Traces

Publish at:

Trace correlation flow

Logs and traces checkpoint #

Secrets gave the platform a real path and used it for central Prometheus metrics. The policies checkpoint then added a basic admission boundary. Now the platform can continue with observability.

Metrics answer the aggregate question: are requests happening, are stages rendering, and how long are they taking? The next operational question is narrower and more practical:

What happened to this request?

Metrics do not answer that by themselves. For one slow or broken render, I need the logs for that request and the trace that shows how it moved through AWS, GCP, and Azure.

So we add two more observability signals:

  • logs from Kubernetes pods
  • distributed traces from the Mandelbrot request path

The shape is still intentionally small. Each cluster keeps local fallbacks, and Grafana Cloud becomes the cross-cluster view.

GitOps ownership #

The same Argo CD observability application now owns the expanded stack. The base already had Prometheus and Grafana. This branch adds Loki, Promtail, Jaeger, and the OpenTelemetry Collector:

platform/observability/base/
  loki-config.yaml
  loki-deployment.yaml
  loki-service.yaml
  promtail-service-account.yaml
  promtail-rbac.yaml
  promtail-config.yaml
  promtail-daemonset.yaml
  jaeger-deployment.yaml
  jaeger-service.yaml
  otel-collector-config.yaml
  otel-collector-deployment.yaml
  otel-collector-service.yaml

The cloud overlays add the provider-backed credentials:

platform/observability/overlays/aws/
  grafana-cloud-logs-external-secret.yaml
  grafana-cloud-traces-external-secret.yaml

platform/observability/overlays/gcp/
  grafana-cloud-logs-external-secret.yaml
  grafana-cloud-traces-external-secret.yaml

platform/observability/overlays/azure/
  grafana-cloud-logs-external-secret.yaml
  grafana-cloud-traces-external-secret.yaml

That keeps the secrets model established earlier. Git declares the workload shape and the secret references. The cloud secret backend stores the actual Grafana Cloud endpoints and tokens. External Secrets materializes those values into Kubernetes.

Logs #

Loki is the local log store. It is deliberately small here: one in-cluster service that can answer recent log queries for the local cluster. Promtail is the log shipper. It runs as a DaemonSet, reads pod logs from the node, attaches Kubernetes labels, parses JSON log fields, and pushes the result to two places:

Promtail -> local Loki
Promtail -> Grafana Cloud Logs

The Promtail clients show that split:

clients:
  - url: http://loki.observability.svc.cluster.local:3100/loki/api/v1/push
  - url: ${GRAFANA_CLOUD_LOKI_URL}
    basic_auth:
      username: ${GRAFANA_CLOUD_LOKI_USERNAME}
      password: ${GRAFANA_CLOUD_LOKI_PASSWORD}

The useful part is the pipeline. Promtail first decodes the container runtime log format, then parses the Mandelbrot JSON payload:

pipeline_stages:
  - cri: {}
  - json:
      expressions:
        level:
        message:
        traceId:
        spanId:
        platform:
        service:
        cloud:
        region:
  - labels:
      level:
      platform:
      service:
      cloud:
      region:
  - output:
      source: message

That gives log queries stable labels and keeps the visible message readable.
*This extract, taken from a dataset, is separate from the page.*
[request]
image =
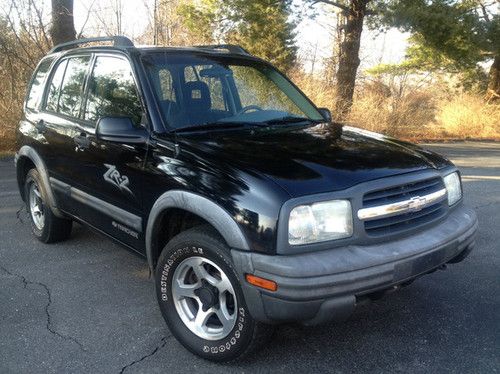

The Mandelbrot service now writes structured JSON logs. A render completion log carries the request identifiers and platform context:

{
  "time": "2026-05-23T08:15:00.000Z",
  "level": "info",
  "message": "mandelbrot render completed",
  "platform": "trinity",
  "service": "mandelbrot",
  "cloud": "aws",
  "region": "us-east-1",
  "traceId": "f3d75d28dfae23d5abea1b500ac3431e",
  "spanId": "56c89d3fde9c645e",
  "jobId": "m_mp84cacn_5kgis0t",
  "status": "complete"
}

The first useful LogQL query is simple:

{namespace="mandelbrot", app="mandelbrot", platform="trinity"} | json | traceId != ""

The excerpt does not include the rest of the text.